Jakarta yang begitu besar dan kompleks, tak mungkin tak menggunakan ini. Tapi ini tak disinggung sama sekali.

Masalah Jakarta yang sama sekali disinggung adalah rencana kota. Sedikit disinggung sedikit mengenaai koefisien bangunan, namun tak disinggung dasarnya apa.

Pasangan nomor satu dan tiga banyak menyerang pasangan nomor dua, namun dengan mudah dibantah oleh pasangan nomor dua. Karena mereka yang punya data, pengalaman, sistem pemerintahan yang dijalankan.
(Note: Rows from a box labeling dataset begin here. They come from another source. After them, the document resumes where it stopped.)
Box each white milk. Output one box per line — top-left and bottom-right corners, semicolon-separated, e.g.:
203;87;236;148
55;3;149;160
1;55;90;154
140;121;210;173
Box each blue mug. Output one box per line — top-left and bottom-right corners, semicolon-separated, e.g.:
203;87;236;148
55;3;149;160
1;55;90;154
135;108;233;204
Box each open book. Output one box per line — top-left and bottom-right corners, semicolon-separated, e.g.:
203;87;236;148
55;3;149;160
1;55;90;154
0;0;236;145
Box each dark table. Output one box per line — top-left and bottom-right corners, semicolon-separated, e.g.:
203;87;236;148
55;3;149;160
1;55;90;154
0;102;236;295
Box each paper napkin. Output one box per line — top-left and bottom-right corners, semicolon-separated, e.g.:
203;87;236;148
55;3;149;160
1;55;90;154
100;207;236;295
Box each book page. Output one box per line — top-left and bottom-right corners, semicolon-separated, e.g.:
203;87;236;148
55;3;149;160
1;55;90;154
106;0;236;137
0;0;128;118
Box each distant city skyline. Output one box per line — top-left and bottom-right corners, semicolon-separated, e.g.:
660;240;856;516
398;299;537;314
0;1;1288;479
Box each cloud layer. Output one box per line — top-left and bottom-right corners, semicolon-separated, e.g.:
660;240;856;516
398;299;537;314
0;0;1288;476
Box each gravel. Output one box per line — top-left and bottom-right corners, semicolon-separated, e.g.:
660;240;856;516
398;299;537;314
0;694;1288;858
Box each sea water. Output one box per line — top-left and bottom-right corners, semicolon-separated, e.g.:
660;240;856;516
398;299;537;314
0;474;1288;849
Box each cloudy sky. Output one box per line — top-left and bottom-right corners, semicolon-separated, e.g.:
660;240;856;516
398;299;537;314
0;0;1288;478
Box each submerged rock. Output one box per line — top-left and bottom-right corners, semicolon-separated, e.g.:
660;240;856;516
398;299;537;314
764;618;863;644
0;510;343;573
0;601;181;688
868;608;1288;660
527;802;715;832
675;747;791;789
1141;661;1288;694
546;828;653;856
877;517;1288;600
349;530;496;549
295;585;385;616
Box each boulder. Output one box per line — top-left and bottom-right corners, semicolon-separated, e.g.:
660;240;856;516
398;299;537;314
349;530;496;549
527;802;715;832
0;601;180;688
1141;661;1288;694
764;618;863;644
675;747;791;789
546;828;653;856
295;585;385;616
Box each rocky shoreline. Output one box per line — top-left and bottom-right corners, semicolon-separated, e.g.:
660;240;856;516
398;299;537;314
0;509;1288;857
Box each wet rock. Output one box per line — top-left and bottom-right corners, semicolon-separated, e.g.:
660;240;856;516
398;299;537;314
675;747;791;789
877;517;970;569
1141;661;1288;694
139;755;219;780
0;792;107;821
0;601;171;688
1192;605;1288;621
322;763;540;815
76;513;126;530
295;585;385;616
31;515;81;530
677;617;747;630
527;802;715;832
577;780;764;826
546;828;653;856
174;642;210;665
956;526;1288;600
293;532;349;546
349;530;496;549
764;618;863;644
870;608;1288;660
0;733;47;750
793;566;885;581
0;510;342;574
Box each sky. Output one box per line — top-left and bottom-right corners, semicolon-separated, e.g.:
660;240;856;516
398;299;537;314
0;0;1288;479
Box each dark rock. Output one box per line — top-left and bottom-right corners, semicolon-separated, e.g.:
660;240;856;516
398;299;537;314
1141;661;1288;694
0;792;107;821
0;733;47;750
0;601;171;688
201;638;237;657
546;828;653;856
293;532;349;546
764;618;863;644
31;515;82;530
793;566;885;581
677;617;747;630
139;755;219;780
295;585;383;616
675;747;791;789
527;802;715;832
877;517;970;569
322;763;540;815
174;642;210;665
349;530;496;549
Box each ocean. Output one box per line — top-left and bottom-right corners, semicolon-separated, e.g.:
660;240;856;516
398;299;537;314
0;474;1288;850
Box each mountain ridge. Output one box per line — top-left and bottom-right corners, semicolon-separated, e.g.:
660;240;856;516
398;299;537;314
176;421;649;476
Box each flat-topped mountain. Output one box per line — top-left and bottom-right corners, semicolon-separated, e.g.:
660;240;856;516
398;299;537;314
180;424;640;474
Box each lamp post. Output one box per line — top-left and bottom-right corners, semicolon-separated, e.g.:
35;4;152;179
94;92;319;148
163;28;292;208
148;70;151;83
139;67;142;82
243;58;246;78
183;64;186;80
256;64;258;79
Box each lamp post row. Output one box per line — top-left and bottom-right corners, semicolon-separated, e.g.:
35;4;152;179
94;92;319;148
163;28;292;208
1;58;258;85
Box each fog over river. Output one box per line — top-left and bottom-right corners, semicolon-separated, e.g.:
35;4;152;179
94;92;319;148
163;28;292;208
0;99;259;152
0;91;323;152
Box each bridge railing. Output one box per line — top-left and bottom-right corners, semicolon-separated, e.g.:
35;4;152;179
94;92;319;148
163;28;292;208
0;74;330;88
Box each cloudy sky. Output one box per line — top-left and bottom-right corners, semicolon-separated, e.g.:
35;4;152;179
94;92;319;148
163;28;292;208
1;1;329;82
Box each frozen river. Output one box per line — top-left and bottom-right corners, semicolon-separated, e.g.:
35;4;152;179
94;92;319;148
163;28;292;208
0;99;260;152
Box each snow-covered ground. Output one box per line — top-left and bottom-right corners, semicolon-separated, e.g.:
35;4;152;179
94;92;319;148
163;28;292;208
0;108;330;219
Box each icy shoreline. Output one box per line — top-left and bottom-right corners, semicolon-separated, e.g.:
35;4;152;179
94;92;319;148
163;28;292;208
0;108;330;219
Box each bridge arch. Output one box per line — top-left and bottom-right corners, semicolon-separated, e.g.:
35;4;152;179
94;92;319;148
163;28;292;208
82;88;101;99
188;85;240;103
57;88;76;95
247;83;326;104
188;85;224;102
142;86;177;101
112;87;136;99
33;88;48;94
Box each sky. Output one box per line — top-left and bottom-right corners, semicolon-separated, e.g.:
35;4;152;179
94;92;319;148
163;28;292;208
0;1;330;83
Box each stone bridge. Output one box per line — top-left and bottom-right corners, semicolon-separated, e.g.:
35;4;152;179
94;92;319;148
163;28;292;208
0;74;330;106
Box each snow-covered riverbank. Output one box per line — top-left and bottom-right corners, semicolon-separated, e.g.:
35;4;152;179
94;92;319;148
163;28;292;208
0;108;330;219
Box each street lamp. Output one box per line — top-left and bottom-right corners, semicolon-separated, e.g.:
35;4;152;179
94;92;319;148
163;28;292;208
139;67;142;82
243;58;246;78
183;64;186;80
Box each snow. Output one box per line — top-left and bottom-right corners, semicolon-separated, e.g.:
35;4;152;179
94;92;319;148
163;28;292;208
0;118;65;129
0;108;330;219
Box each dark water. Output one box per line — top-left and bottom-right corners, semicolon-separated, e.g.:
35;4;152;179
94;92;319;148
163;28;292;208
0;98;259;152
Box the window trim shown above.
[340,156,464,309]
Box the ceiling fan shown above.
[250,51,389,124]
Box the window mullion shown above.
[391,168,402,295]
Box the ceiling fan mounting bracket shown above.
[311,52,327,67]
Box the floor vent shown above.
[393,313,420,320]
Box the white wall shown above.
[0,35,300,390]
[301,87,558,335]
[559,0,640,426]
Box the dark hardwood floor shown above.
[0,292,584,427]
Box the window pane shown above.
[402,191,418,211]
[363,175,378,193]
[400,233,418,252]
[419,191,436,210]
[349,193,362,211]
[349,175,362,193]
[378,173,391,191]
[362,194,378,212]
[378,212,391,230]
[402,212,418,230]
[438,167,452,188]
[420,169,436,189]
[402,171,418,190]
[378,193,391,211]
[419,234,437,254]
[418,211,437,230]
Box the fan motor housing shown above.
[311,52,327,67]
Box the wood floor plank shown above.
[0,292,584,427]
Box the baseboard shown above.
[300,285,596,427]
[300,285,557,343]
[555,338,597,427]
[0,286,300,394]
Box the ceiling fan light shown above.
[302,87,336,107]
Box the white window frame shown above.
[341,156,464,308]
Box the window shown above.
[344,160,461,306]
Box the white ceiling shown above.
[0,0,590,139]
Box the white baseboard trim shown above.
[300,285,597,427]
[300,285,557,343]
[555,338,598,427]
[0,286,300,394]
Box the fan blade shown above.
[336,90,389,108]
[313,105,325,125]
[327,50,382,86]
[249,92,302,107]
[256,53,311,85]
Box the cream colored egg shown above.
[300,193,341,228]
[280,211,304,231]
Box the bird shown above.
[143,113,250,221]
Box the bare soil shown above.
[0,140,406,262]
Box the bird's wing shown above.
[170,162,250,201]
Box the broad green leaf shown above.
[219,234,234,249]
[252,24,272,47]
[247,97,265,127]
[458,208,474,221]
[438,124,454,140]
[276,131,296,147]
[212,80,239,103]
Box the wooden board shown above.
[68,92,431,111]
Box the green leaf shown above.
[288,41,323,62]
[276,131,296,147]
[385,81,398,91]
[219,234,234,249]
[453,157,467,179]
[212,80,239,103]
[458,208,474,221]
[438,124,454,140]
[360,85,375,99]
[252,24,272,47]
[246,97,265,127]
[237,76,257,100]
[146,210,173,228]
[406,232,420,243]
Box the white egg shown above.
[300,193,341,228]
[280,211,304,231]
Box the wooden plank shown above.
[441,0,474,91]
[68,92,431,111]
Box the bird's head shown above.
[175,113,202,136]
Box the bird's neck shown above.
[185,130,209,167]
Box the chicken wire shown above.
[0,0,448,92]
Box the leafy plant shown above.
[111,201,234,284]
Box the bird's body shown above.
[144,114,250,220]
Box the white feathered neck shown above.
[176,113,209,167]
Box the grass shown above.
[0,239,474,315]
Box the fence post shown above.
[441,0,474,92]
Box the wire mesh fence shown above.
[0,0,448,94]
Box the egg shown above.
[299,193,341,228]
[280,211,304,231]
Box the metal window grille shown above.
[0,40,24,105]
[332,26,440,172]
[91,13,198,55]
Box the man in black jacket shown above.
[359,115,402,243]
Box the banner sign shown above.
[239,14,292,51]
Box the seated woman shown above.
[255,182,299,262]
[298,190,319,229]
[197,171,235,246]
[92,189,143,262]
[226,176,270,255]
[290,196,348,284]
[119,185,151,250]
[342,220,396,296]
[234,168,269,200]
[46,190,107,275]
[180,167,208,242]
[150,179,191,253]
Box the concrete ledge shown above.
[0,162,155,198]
Bahkan Ahok-Djarot ketawa-ketawa saja menjawab pertanyaan-pertanyaan itu, karena sudah merupakan yang sehari-hari mereka kerjakan.

Saya kira ada masalah dengan tim nomor satu dan tiga.

Yang menarik soal reklamasi, misalnya, latar belakang mendalam reklamasi, tak dikuasai nomor satu dan tiga, sehingga Ahok mudah membantah. Pasangan satu dan tiga misalnya, tak mempermasalahkan tentang hal mendasar tentang misalnya, apakah kalau Jakarta tanpa reklamasi tak bisa -tapi ini tak muncul.

Hak atas foto Sandra Sahelangi
Image caption Anies-Sandi memulai debat dengan ucapan selamat tahun baru kepada Ahok warga keturunan Cina: Gong Xie Fat Chai.

Mereka lebih sibuk melontarkan serangan tapi tidak menyiapkan solusi atau tawaran alternatif. Pasangan nomor satu dan tiga hanya ikut 'alirannya' dari yang dikerjakan pasangan nomor dua.

Ahok-Djarot diuntungkan oleh pengalaman mereka dan kegiatan dan perencanaan yang sudah dijalankan sendiri. menguasai data. Kedua pasangan lain tak menguasa, antara lain kondisi awal Jakarta.

Tak ada hal yang baru

Jadi nomor dua diuntungkan oleh pengalaman mereka, dan dalam debat, penguasaan ini membuat mereka memenangkan perdebatan.

Satu hal lain, pertumbuhan ekonomi Jakarta itu sangat tinggi tapi konsekuensinya tak disinggung. Salah satunya kebutuhan tenaga kerja dari segala lapisan. Bagaimana keberadaan mereka di kota itu tak diwadahi. Ini menimbulkan kawasan kumuh dan sebagainya. Ini tak disinggung sama sekali oleh ketiga pasangan calon.